Critique Builtin MCP Tool Skill
When to Use This Skill
Use this skill when:
- •Auditing existing builtin MCP server implementations for compliance
- •Reviewing pull requests that add or modify builtin tools
- •Validating tool implementations against the Tool Design Manifesto v2.1
- •Providing constructive feedback on tool design and implementation
- •Identifying potential issues before they reach production
Prerequisites: Familiarity with Tool Design Manifesto v2.1, Rust, and MCP protocol basics.
Audit Methodology
Step 1: Understand the Tool Design Manifesto Rules
Before auditing, internalize these 5 critical rules:
Rule 1: The Immutable ID Rule (Schema Design)
- •Never expose system-critical IDs as input for CREATE operations
- •CREATE tools: System generates ID, agent receives it
- •UPDATE/DELETE tools: ID is required input (validated before use)
Rule 2: The Hallucination Firewall (Execution Logic)

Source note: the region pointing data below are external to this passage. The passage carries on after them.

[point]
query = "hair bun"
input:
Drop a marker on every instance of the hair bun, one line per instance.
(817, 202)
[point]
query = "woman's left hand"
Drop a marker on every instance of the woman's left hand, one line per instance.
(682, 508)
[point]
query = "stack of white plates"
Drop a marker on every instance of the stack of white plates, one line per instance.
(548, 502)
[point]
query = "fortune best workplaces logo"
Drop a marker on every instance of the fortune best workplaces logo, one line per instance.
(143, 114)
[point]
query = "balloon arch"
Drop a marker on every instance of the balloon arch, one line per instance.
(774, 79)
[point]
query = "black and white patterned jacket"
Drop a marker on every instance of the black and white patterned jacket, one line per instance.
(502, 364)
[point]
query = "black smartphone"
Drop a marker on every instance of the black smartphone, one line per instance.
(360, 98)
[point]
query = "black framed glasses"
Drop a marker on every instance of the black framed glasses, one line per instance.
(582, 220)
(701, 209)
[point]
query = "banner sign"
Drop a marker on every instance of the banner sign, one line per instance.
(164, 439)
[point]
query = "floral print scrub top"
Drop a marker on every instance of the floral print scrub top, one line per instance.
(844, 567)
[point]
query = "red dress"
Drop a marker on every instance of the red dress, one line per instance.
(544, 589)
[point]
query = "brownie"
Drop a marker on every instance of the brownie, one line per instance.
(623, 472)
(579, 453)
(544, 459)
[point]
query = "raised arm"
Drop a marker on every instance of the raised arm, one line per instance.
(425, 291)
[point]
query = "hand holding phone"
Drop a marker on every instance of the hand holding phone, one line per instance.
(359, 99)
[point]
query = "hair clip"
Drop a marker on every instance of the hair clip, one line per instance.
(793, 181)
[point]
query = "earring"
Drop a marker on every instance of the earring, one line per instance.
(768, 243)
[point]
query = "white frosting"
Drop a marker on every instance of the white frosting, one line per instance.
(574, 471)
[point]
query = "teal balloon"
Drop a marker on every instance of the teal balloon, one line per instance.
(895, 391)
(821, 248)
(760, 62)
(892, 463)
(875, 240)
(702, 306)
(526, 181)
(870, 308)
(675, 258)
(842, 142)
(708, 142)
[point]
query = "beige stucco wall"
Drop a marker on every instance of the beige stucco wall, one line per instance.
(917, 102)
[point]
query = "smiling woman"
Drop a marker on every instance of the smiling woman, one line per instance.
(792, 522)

- •Never trust agent-provided IDs without validation
- •Check existence BEFORE any database/state mutation
- •Return logic errors (not DB errors) with recovery hints
Rule 3: The Dual-Channel Response Rule (Output)
- •Text content (what AI sees): Complete narrative with IDs, status, next steps
- •Structured content (what UI sees): JSON for rendering tables/graphs
- •Critical IDs MUST be in BOTH channels
Rule 4: AI-Native Descriptions (Input)
- •Use data operation terms: "extract", "use", "target"

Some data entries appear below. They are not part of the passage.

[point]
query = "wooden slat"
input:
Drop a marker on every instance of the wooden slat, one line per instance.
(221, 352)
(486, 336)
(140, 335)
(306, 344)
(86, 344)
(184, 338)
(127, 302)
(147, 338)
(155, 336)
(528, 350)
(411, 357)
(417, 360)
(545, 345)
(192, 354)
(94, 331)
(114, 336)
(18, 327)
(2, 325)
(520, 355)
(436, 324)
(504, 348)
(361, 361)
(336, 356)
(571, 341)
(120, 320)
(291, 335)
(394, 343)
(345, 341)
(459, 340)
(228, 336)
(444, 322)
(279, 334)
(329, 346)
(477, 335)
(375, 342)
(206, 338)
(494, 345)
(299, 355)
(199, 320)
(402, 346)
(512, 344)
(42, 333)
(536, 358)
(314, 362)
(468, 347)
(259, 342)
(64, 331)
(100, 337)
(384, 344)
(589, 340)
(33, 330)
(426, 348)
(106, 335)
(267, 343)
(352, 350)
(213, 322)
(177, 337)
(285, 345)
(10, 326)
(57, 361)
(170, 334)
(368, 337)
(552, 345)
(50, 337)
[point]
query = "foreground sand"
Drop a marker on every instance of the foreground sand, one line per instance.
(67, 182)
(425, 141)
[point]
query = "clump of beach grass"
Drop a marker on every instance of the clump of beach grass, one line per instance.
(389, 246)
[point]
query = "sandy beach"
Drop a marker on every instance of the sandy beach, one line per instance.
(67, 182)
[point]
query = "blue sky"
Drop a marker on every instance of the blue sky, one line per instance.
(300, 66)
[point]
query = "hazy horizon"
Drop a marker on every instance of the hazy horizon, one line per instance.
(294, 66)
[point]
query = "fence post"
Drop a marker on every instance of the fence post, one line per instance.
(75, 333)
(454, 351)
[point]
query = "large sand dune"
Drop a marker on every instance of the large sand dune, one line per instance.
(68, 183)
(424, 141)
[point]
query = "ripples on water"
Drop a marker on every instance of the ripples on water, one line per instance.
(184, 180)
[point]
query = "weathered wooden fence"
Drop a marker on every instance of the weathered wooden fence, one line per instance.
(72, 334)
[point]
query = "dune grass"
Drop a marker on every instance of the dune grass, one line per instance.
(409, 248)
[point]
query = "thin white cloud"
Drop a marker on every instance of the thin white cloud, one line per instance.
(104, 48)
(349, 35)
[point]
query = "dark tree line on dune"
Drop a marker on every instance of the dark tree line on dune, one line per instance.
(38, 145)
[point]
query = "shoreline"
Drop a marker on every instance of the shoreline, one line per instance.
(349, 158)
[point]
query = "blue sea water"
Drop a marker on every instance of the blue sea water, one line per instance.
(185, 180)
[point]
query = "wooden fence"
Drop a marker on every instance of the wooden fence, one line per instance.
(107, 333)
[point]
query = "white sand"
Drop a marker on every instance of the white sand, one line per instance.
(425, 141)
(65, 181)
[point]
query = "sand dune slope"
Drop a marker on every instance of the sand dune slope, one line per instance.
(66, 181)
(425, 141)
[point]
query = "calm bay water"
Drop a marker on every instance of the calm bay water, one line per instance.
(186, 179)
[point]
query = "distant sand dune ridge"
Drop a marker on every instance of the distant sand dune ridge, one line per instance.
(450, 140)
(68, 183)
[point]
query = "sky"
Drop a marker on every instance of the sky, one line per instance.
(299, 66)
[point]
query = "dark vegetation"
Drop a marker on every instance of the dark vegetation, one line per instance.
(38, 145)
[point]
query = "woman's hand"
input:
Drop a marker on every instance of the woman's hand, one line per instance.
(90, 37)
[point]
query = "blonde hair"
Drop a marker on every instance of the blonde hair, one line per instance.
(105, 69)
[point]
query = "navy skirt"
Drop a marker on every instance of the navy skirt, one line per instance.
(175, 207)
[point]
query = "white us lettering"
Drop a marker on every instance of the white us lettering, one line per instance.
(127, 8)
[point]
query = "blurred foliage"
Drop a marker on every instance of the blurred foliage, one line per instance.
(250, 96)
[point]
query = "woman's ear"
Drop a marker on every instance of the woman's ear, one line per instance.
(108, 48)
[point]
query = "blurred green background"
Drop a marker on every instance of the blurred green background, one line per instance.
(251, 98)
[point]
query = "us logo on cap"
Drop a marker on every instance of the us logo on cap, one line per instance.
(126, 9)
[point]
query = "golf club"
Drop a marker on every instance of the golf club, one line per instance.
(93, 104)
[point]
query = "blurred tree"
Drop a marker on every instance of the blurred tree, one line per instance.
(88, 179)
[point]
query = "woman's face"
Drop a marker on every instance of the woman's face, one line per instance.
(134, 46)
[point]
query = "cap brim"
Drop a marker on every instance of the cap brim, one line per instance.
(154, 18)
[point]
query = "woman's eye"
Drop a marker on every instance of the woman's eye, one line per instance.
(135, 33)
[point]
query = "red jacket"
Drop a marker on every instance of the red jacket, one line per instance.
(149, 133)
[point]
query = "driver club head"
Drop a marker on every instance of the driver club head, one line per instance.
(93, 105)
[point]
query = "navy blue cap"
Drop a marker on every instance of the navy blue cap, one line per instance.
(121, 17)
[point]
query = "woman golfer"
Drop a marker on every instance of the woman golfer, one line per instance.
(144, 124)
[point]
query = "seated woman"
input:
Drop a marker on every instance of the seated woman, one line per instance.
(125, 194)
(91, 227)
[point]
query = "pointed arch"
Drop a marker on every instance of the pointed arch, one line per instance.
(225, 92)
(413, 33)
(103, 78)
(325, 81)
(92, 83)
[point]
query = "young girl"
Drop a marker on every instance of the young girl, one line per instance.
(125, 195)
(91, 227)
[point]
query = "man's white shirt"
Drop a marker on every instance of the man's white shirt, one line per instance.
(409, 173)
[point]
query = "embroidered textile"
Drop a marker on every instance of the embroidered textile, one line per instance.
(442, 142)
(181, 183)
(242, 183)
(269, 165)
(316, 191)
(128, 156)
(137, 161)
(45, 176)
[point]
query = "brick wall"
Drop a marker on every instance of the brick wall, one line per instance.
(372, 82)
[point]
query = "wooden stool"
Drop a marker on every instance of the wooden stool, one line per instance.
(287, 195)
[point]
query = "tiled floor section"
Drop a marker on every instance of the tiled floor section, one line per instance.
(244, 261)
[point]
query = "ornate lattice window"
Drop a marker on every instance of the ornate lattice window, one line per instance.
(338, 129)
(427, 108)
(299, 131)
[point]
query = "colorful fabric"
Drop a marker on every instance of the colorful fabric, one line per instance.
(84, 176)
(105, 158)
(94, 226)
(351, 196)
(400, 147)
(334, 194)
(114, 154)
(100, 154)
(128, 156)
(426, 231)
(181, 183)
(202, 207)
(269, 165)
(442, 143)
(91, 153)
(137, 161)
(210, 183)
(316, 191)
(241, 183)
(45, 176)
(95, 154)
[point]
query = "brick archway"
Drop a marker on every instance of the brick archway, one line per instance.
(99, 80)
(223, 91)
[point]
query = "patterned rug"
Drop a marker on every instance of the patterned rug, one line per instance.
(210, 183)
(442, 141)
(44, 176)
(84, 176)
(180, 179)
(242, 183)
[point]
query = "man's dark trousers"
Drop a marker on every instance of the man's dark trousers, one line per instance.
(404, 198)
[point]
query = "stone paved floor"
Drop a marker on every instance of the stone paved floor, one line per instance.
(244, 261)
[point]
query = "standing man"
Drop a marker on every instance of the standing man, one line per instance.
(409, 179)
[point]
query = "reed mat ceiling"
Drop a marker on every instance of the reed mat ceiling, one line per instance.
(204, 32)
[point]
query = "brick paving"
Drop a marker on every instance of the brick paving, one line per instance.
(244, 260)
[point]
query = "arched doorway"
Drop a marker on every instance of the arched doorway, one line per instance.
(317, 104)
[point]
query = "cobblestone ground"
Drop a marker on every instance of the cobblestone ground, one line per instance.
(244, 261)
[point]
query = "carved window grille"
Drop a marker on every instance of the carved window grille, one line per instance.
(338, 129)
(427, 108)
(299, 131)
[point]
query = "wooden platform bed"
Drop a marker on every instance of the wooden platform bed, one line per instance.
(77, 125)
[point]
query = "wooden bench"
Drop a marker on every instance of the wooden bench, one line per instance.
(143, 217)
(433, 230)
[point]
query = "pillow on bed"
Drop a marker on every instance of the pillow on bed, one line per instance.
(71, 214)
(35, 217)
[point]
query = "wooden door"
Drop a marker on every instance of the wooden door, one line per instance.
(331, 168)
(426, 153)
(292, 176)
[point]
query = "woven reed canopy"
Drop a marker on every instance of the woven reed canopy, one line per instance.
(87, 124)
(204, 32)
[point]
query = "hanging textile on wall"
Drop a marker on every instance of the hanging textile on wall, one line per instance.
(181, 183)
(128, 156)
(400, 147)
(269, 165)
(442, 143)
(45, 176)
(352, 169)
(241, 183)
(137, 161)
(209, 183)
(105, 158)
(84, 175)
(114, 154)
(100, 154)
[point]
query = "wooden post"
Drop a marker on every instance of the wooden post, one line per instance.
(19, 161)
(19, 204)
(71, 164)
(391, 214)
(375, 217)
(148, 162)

- •Avoid human UI actions: "click", "type", "copy", "paste"
- •Document prerequisites explicitly
- •Show workflow patterns, not button clicks
Rule 5: The "Success Hint" Pattern (Error Handling)
- •Every error includes path to success
- •Suggest recovery tools from same tool group
- •Format: "❌ Problem. 💡 Use toolName() to fix"
- •Never raw "Not Found" without context
Step 2: Gather Code Artifacts
Collect these files for analysis:
src-tauri/src/mcp/builtin/your_server/ ├── mod.rs # Server struct + trait impl ├── tools/*.rs # Tool schema definitions ├── handlers/*.rs # Tool execution handlers └── types.rs # Domain types (if any)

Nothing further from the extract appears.